The trial that focused on women only, just like ours, was the Woman’s Health Initiative. The difference between these trials was the patients’ age: our patients were younger. The authors enrolled population of 36 282 postmenopausal woman. Supplementation of vitamin D and calcium didn’t result in decreased number of hypertensive patients [21]. The weakness of this study was that patients received very low vitamin D dose (400 IU/day), which could result in increasing 25(OH)D blood level only by 2 ng/mL. The dose for vitamin D supplementation remains debated, with recommendations varying by country, usually oscillating around 1000 IU/day [22], The most similar trial to ours, with population of 1484 non-obese, young women (median age was 43) without hypertension suggested that lower plasma 25(OH)D levels are independently associated with a higher risk of incident hypertension [23]. Those results match with our outcome.

The inverse association between 25(OH)D plasma level and HTN may be explained by the fact that vitamin D is an excellent marker of good health, being connected with healthy lifestyle, young age and normal body weight [24]. Others claim that vitamin D inhibits renin expression [25, 26]. Additional pathway of vitamin D lowering BP may be connected with parathyroid hormone (PTH). PTH is connected with increased BP, myocardial hypertrophy and ventricular arrhythmias [23]. Secretion of PTH is inhibited by vitamin D [27]. What is more, expression of lα-hydroxylase can be downregulated by PTH [27]. This leads to the conclusion that there is a feedback loop between vitamin D metabolism and PTH. Of course, to discuss all the additional findings and suggestions of the pathogenesis another article would be needed.
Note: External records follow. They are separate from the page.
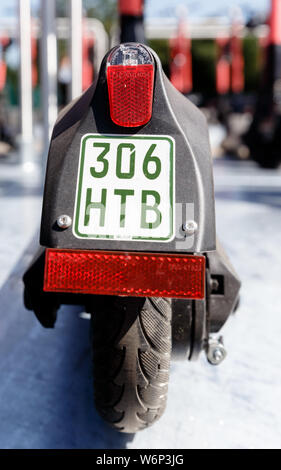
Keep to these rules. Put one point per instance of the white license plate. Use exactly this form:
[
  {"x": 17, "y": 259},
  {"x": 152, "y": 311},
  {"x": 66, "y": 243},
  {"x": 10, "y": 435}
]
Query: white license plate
[{"x": 125, "y": 188}]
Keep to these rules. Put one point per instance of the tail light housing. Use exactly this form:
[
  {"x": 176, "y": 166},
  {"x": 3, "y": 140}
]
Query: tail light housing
[
  {"x": 129, "y": 274},
  {"x": 130, "y": 81}
]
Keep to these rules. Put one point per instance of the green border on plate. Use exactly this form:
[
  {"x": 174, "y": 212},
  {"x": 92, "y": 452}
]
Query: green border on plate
[{"x": 80, "y": 180}]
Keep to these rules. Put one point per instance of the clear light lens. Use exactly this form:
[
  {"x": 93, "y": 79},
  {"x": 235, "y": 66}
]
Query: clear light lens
[
  {"x": 130, "y": 54},
  {"x": 130, "y": 80}
]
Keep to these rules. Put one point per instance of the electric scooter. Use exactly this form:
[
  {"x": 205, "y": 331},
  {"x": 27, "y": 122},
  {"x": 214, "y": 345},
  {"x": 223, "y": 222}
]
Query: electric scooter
[{"x": 128, "y": 231}]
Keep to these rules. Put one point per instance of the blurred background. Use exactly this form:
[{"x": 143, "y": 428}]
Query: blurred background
[{"x": 226, "y": 58}]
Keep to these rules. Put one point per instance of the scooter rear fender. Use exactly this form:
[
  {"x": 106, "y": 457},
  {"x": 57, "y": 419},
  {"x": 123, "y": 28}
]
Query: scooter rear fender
[{"x": 173, "y": 115}]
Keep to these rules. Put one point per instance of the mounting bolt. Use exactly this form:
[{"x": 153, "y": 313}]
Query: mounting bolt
[
  {"x": 216, "y": 351},
  {"x": 64, "y": 221},
  {"x": 190, "y": 227}
]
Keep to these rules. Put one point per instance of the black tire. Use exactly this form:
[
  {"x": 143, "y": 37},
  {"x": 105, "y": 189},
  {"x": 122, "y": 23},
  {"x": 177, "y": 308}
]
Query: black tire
[{"x": 131, "y": 339}]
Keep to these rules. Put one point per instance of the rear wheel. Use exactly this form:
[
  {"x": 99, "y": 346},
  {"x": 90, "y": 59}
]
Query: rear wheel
[{"x": 131, "y": 357}]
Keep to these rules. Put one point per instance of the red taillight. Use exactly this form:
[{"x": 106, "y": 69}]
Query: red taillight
[
  {"x": 120, "y": 273},
  {"x": 130, "y": 89},
  {"x": 130, "y": 79}
]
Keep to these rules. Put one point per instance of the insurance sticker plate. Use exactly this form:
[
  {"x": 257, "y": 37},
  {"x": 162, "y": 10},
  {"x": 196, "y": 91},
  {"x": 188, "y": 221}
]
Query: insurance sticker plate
[{"x": 125, "y": 188}]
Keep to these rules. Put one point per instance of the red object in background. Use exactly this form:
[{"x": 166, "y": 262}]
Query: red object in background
[
  {"x": 131, "y": 7},
  {"x": 120, "y": 273},
  {"x": 34, "y": 70},
  {"x": 181, "y": 65},
  {"x": 130, "y": 89},
  {"x": 5, "y": 41},
  {"x": 87, "y": 61},
  {"x": 3, "y": 74},
  {"x": 223, "y": 66},
  {"x": 237, "y": 59},
  {"x": 275, "y": 23}
]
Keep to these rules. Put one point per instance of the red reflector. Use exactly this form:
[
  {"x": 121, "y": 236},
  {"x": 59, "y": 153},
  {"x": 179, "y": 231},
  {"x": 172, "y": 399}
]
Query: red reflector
[
  {"x": 130, "y": 89},
  {"x": 120, "y": 273},
  {"x": 131, "y": 7}
]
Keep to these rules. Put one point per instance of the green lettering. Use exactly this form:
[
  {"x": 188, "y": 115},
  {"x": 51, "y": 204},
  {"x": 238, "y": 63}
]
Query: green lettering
[
  {"x": 145, "y": 208},
  {"x": 95, "y": 205},
  {"x": 149, "y": 158},
  {"x": 119, "y": 173},
  {"x": 100, "y": 158},
  {"x": 123, "y": 193}
]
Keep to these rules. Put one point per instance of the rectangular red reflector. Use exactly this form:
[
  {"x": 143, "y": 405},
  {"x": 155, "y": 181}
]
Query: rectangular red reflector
[{"x": 122, "y": 273}]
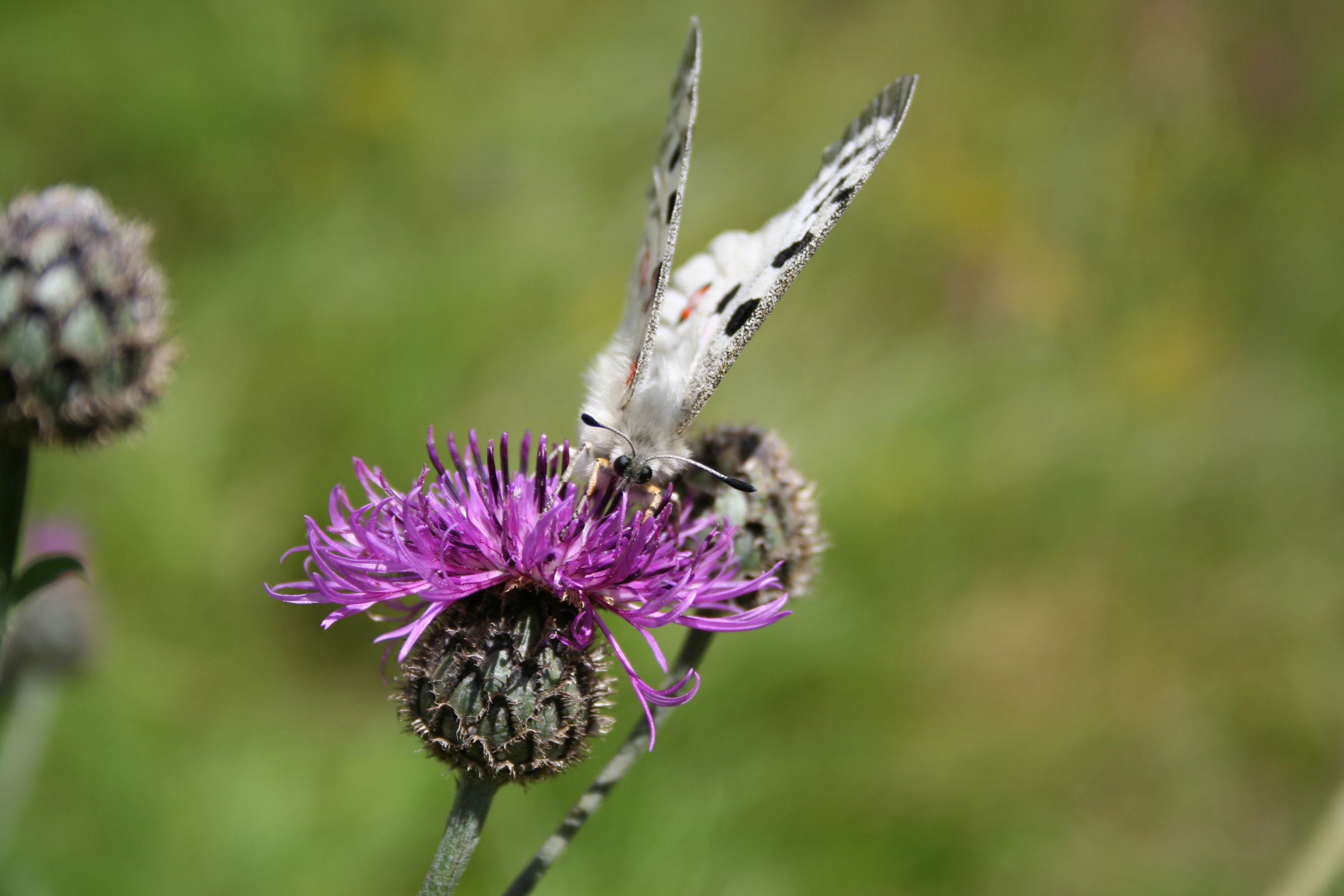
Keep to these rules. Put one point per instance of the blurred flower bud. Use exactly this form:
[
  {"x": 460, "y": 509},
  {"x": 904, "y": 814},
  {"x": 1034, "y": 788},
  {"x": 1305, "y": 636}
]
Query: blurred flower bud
[
  {"x": 494, "y": 688},
  {"x": 779, "y": 523},
  {"x": 82, "y": 315}
]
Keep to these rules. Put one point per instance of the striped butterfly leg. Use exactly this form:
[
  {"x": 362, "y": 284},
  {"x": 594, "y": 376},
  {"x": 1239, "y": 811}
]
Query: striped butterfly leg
[
  {"x": 598, "y": 465},
  {"x": 569, "y": 473}
]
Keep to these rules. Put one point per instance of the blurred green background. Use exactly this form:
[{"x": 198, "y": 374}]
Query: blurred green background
[{"x": 1070, "y": 375}]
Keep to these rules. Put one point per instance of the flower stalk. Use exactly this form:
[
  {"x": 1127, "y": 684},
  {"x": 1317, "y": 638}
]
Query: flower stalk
[
  {"x": 636, "y": 745},
  {"x": 14, "y": 485},
  {"x": 463, "y": 832}
]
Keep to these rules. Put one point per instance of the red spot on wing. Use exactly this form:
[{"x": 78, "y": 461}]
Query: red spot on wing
[{"x": 695, "y": 300}]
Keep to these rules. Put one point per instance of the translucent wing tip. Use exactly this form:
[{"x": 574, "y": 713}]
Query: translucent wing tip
[
  {"x": 892, "y": 104},
  {"x": 690, "y": 62}
]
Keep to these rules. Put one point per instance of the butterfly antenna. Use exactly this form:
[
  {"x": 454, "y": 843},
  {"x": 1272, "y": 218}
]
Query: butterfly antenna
[
  {"x": 592, "y": 421},
  {"x": 728, "y": 480}
]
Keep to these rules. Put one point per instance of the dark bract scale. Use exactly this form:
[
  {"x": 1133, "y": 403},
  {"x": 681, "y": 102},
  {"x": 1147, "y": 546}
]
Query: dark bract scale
[
  {"x": 82, "y": 315},
  {"x": 494, "y": 688},
  {"x": 779, "y": 526}
]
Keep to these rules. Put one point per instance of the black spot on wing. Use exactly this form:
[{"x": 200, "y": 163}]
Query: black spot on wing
[
  {"x": 789, "y": 252},
  {"x": 741, "y": 316},
  {"x": 831, "y": 195},
  {"x": 728, "y": 298}
]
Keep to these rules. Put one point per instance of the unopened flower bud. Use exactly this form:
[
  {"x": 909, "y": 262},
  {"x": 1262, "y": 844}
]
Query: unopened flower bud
[
  {"x": 495, "y": 690},
  {"x": 779, "y": 523},
  {"x": 82, "y": 315}
]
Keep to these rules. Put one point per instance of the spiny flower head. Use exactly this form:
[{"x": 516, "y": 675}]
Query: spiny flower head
[{"x": 479, "y": 527}]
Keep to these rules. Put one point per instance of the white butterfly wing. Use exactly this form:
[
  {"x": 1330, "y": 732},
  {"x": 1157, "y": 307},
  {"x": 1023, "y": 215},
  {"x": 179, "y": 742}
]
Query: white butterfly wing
[
  {"x": 719, "y": 299},
  {"x": 667, "y": 190}
]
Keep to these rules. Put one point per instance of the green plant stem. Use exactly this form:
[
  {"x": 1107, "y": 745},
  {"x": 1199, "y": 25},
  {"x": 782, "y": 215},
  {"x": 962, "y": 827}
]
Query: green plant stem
[
  {"x": 462, "y": 835},
  {"x": 14, "y": 485},
  {"x": 22, "y": 749},
  {"x": 636, "y": 745},
  {"x": 1319, "y": 866}
]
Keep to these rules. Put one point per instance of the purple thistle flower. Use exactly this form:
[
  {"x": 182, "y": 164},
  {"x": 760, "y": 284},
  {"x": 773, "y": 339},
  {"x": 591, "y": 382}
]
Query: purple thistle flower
[{"x": 456, "y": 534}]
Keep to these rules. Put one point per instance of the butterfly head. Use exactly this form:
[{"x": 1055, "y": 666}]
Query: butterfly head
[{"x": 636, "y": 469}]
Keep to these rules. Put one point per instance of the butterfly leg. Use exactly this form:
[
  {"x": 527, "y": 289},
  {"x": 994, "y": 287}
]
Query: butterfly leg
[
  {"x": 658, "y": 499},
  {"x": 569, "y": 472},
  {"x": 598, "y": 465}
]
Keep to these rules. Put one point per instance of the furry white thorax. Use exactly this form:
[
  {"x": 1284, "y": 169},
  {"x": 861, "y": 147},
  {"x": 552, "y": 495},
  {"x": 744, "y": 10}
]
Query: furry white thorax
[{"x": 651, "y": 420}]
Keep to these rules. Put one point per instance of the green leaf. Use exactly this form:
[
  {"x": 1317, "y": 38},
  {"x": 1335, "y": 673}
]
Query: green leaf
[{"x": 42, "y": 573}]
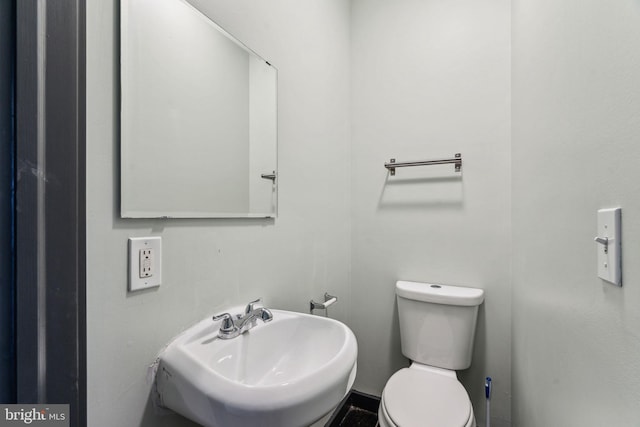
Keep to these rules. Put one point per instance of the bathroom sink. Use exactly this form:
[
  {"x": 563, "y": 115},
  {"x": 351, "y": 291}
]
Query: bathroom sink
[{"x": 290, "y": 371}]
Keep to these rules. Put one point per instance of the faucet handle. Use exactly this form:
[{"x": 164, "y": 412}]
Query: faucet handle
[
  {"x": 249, "y": 308},
  {"x": 227, "y": 322}
]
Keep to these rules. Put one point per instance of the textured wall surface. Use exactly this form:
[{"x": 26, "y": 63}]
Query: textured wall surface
[{"x": 576, "y": 122}]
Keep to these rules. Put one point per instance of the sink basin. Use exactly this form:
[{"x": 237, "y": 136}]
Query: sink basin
[{"x": 290, "y": 371}]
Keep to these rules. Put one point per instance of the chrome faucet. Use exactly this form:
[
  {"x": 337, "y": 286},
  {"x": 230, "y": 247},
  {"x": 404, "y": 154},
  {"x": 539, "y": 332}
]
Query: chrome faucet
[{"x": 231, "y": 329}]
Connection between vitamin D deficiency and hypertension has been raised in many trials resulting in mixed outcomes, with advantage of the ones suggesting clear connection of HTN with 25 (OH)D serum level. Additionally, the association between vitamin D deficiency and HTN is still unknown. That is why discussed issue requires more and much bigger clinical trials to understand it better. However, our trial suggests how important supplementation of vitamin D may be in the group of high cardiovascular risk woman.